Ordering work: a skill and culture gap
You can't get to the destination if you don't think about the journey
There are virtually infinite options on how to split up all but the most trivial pieces of software engineering work, but rarely is emphasis placed on the skill of making that choice. But this choice is extremely important: the order in which work is done affects how frequently feedback is received (even from just running the code yourself) and so can seriously affect how successful projects are in the long term.
Emphasis is all too frequently put on the final properties of systems, as if components are made all at once in a single step. Even skipping over any iterative versus waterfall debate, a person can only do a single thing at once (or write one prompt at once 😜): you still have to decide to write one line of code first, another line of code second, and so on. As a parallel imagine if in other professions the order in which to do work was not a primary consideration: that would be madness.
In terms of what to do about this, my main suspicion is that a cultural shift is needed, and skills will be developed from that.

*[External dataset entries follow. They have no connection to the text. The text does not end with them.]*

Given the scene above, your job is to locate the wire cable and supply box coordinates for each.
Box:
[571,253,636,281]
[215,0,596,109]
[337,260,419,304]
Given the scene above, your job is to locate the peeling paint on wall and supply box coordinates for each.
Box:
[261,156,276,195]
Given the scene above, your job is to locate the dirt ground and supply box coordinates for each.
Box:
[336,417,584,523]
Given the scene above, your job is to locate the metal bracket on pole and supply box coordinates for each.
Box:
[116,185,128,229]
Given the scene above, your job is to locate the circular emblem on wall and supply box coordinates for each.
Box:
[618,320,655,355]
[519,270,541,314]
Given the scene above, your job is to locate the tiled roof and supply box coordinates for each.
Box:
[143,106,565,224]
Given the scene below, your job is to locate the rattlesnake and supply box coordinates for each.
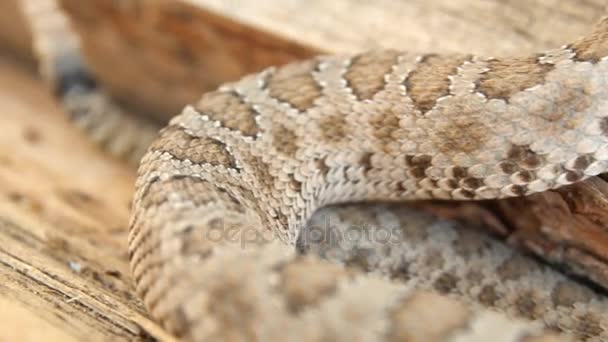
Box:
[20,0,608,341]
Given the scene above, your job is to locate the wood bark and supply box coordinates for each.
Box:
[0,0,35,63]
[2,0,608,339]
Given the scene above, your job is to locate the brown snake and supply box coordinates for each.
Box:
[21,0,608,341]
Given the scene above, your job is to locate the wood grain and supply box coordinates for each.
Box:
[0,55,175,342]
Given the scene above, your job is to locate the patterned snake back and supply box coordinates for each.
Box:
[129,16,608,341]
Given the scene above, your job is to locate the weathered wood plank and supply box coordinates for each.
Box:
[0,55,175,342]
[192,0,603,54]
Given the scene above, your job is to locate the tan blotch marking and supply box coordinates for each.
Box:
[452,228,490,259]
[398,214,431,244]
[440,179,459,191]
[499,161,518,174]
[231,183,279,231]
[456,189,476,199]
[287,173,303,194]
[433,272,460,294]
[461,177,484,190]
[359,152,374,173]
[575,314,605,339]
[404,54,471,113]
[450,166,468,179]
[507,144,543,170]
[345,250,373,272]
[160,309,190,338]
[529,85,592,126]
[405,154,432,179]
[272,124,299,158]
[369,111,401,149]
[565,170,584,182]
[387,291,472,342]
[600,117,608,136]
[314,157,330,178]
[515,291,543,320]
[466,270,484,283]
[432,99,490,154]
[551,281,596,307]
[510,184,528,196]
[344,50,401,100]
[476,56,554,100]
[278,257,347,313]
[422,249,445,270]
[178,223,215,259]
[569,17,608,63]
[391,262,411,282]
[318,113,348,142]
[478,285,500,307]
[513,170,535,183]
[497,254,532,281]
[194,90,260,137]
[572,154,595,171]
[140,176,242,211]
[248,155,276,193]
[266,59,322,111]
[150,125,238,168]
[199,262,268,341]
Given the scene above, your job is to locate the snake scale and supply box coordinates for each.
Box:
[19,0,608,341]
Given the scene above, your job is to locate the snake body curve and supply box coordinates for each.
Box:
[20,1,608,340]
[127,16,608,341]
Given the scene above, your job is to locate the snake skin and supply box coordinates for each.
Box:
[20,0,608,341]
[127,16,608,341]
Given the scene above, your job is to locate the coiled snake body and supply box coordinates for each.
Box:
[21,1,608,340]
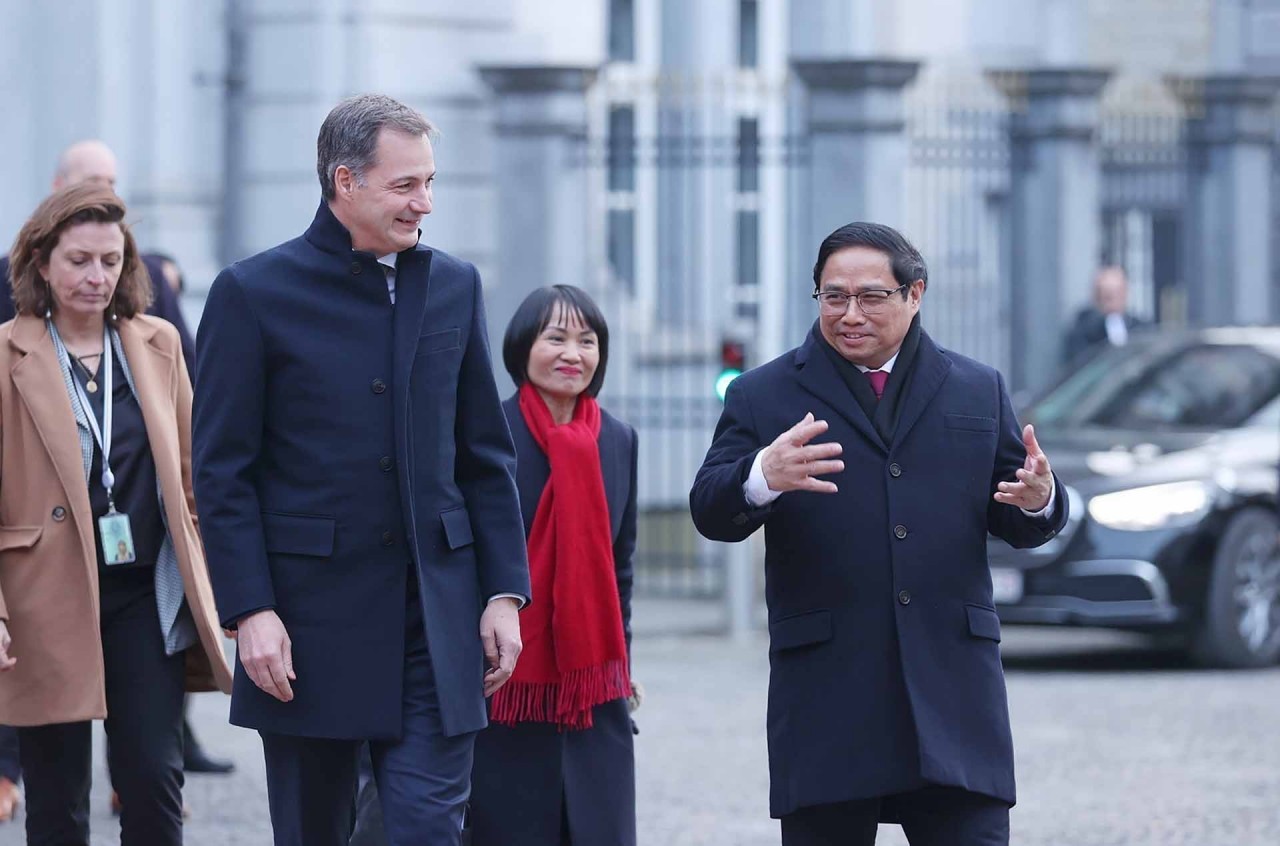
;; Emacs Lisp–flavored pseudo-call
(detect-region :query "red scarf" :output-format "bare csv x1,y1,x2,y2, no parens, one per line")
490,382,631,730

Engineers must be encouraged to internalise that the order of the work they do is of primary consequence, and they must be empowered to continually set that order. I think also others in the organisation must also understand that while designs and plans are in general good, feedback from real use will so often suggest changes, and it's almost always better for such changes to happen early than late (or worse, not at all).
This is one of the several reasons I (with others) have written the "Deliver value daily" manifesto. Our claim (backed up at least from our own experience) is that a focus on small increments of at most day-sized work really helps with making decisions on what to do when.